The New Jersey Supreme Court’s Disciplinary Review Board on July 22 concluded that John Ursin’s conduct was “improper.” It cites his conflict in representing Sussex Borough and while also representing another client in the same case, as well as his “conduct involving dishonesty, fraud, deceit or misrepresentation.”
The board dismissed two other violations brought against Ursin.
Ursin received an admonition, which is the lowest disciplinary action the board takes against attorneys. Ursin, who currently represents the municipalities of Franklin and Hopatcong, said it’s the only time he’s ever been disciplined in his 27 years of practicing law.
The board found “substantial mitigation” weighing in Ursin’s favor. It noted that at the time of his misconduct, in 2011-13, Ursin had been an attorney for more than 20 years “with an unblemished disciplinary history” and service to both the bar association and the community.
The board also found no harm done as a result of Ursin’s conduct. The borough received full reimbursement for a lien it held against the Sussex Inn. In turn, the Sussex Inn — owned at the time by Chris Parrott, who was then the Sussex Borough mayor — received double the initial offer from the New Jersey Department of Transportation for a slice of land needed to rework a right-of-way on Route 23.

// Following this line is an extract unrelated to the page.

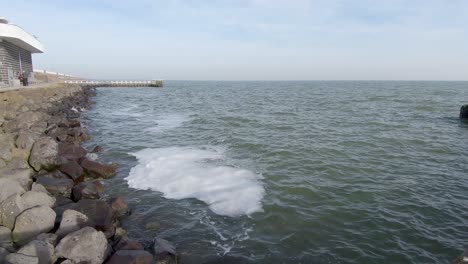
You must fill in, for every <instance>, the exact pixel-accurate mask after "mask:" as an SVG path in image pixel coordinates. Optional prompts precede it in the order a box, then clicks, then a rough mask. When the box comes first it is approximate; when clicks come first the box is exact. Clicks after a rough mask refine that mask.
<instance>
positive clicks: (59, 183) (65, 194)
mask: <svg viewBox="0 0 468 264" xmlns="http://www.w3.org/2000/svg"><path fill="white" fill-rule="evenodd" d="M36 183H38V184H41V185H42V186H44V187H45V188H46V190H47V191H48V192H49V193H51V194H52V195H61V196H64V197H68V198H70V196H71V191H72V188H73V180H71V179H55V178H49V177H39V178H37V180H36Z"/></svg>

“Thus,” the board wrote, “it appears that neither party affected by the conflict suffered financial harm.”
The board also noted the many years that have passed since Ursin’s misconduct. It pointed to court precedent holding that the public’s interest in prompt discipline is “irretrievably diluted by the passage of time.” The “extraordinary delay” in initiating proceedings warrants “significantly lesser discipline,” the board wrote.
‘I respect the process and the decision’
Ursin told the paper that the original complaint was filed by a “litigation adversary with his own agenda.”
He said that in his 27 years of practicing law, “I have always strived to a high level of professional conduct and I have never had a client make an ethical complaint.”
He said at the time he did not believe his representation of the Sussex Inn was likely to create any conflict with his representation of the borough. “In fact, the condemnation case concluded favorably to my client and the borough was promptly paid all of the back taxes owed out of the proceeds,” he said.
“The ethics panel analyzed whether my representations created a conflict primarily using a ‘substantial risk’ standard,” said Ursin. “Despite the favorable results for both clients, the board concluded that my representation was a conflict and issued an admonishment, which is the lowest sanction appropriate for minor violations where there was no harm to the clients.”
Ursin said he respects the court’s decision. “I accepted the decision and decided not to appeal based upon the fact that this matter dates back to 2012 and the fact that this is the lowest level of discipline,” he said. “I am focused on continuing to represent my clients with the highest level of skill and professionalism.”